拙文「国の赤字は民の黒字説はどこがおかしいか」に、日本右翼は大別するとアホと明治オタがいると書いた。このうちアホ呼ばわりは心外に違いないので、一体なにがそうといえると自分が思っているのかについて詳しく書いておく。

 まず保守主義の傾向はGordon Hodsonらの"Bright Minds and Dark Attitudes"で示唆されているところで低認知力と関係しているかもしれない。その意味では科学的に説明できる面もあり、要はほかの人より偏見をもちやすい脳だと、変化や多様性に圧倒され、単純な旧体制を維持しようとするのも納得できる。
 しかしこれは比較によるもので、Aのひとに比べBのひとがより保守性が低いとしかいえない。だれでも過去の継続を望む偏見として恒常性バイアスの心理はもっている。朝おきたら宇宙人の手術台に載っていて「やったね! 維新」と思う人はいないだろう。また東に日が昇ると信じているがそれも確実でない。
 諸行無常を悟っていた釈迦は、我の本質すら無と『般若心経』で述べていたくらいで、鴨長明は「ゆく河の水は絶えずしてしかももとの水にあらず」といい、ヘラクレイトス「同じ川に2度入る事はできない」と同じ様なことをいってるが、つまり万物は最小単位の絶えざる再編だからなにかしら変わっていく。
 芭蕉は俳諧(今でいう俳句)の本質を不易流行といった。これは釈迦の諸行無常や、ヘラクレイトスの万物流転といった全てが変化する世界観をいくらか進化させたもので、変わらない部分(不易)と、変わる部分(流行)があると述べたものだ。

 では保守主義とは何か。これは流行を認めないか、さもなければそもそも全てが変化するとの考えを認めないのである。もう少し詳しくいうと。流行がいつの間にか伝統になって変わらなくなる、あるいは伝統廃れて流行になる変則現象も認めたがらない。
 例えば皇室が男系だ~てのがまさにこれである。
 考えてもみればいい。我々男性は全てY染色体を保有しておりその伝統の長さは全て天皇と同じである。しかし天皇家だけは男系じゃなきゃ相続ダメという。理由はなんですか? と問うと「伝統だから」という。女性天皇から女性天皇への相続があったのは男系の女帝だから、Y染色体なくてもいいという。
 お前は小室さんを馬鹿にしてるのか? と問うと「海の王子じゃダメ!」という。完全に男系差別ではないだろうか。元明も元正もその他の女性天皇6人もY染色体もってなかったので、まるで理屈が通らない。男性天皇からのX染色体なら偉いんだという。ここでもX染色体を差別している。謎の思想である。
「とにかく小室が憎いんだ! 男系由来なら女系とみわけつかないX染色体でもいいんだ! 伝統は変えちゃダメなんだ!」という。最初に女性天皇が出たときも伝統は改変されたわけだし、もっと遡れば天皇なんて日本におらず砂原遺跡から12万年も縄文人の共和政が伝統なんだけれども、そこはいいらしい。

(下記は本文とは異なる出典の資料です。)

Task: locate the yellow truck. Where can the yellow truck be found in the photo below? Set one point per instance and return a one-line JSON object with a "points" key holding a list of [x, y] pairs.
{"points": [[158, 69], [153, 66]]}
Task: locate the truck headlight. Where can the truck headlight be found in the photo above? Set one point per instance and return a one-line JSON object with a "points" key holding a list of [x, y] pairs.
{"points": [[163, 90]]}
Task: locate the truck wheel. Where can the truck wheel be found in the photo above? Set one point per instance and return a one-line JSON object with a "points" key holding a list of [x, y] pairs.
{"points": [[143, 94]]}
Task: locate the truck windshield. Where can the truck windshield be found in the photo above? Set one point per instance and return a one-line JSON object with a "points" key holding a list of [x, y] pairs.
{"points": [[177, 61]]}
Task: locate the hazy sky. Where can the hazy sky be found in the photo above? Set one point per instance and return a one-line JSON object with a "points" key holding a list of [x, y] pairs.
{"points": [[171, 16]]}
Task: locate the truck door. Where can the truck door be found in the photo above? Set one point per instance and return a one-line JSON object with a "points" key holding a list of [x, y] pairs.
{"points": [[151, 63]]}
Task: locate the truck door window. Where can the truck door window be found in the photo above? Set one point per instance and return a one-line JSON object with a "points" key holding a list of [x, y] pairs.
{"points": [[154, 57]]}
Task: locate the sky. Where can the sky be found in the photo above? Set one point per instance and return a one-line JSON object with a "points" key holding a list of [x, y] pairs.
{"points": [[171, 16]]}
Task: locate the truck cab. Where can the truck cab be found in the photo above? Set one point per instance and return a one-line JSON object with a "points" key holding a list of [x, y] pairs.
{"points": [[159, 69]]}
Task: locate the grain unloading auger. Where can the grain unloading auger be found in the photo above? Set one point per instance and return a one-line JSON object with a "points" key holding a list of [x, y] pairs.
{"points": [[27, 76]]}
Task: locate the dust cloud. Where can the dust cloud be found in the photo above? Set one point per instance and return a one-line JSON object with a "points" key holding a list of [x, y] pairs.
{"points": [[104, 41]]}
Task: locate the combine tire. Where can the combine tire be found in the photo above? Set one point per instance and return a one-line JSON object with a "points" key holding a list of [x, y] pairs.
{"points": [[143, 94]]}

 これで明らかになるのは、伝統は変えてはいけないといっている人達は、基本的に論理が破綻している。もし本当に伝統変えたくなければそもそもアフリカから出立してはいけないし、もっと遡れば海の中で藍藻やってなければいけない。さらに昔まで伝統尊重したければ、命は炭素でなければならない。
 このたとえから演繹できることとして、純粋保守主義は完全に不可能といっていい。我々が鉛筆の芯とか、石炭とかタイヤとかにもどれるだろうか。偶有的にデッサン教室で日々紙になすりつけられ叩かれ、あるいはユーチューブ内で1時間も4時間もパチパチ暖炉動画で炊かれたりせずダイヤモンドになれるか。
 我々はある偶然の作用によって、化学進化説によるとだが、炭素をふくむ無機物から有機物、すなわちアミノ酸に変化した。そこから彼ら別の炭素のモノ達と、長い進化のはてに、この文章を書き散らすくらいの代物に分かれていった。であれば、なぜ炭素にもどらないのか? 逆に保守主義者に聴きたい。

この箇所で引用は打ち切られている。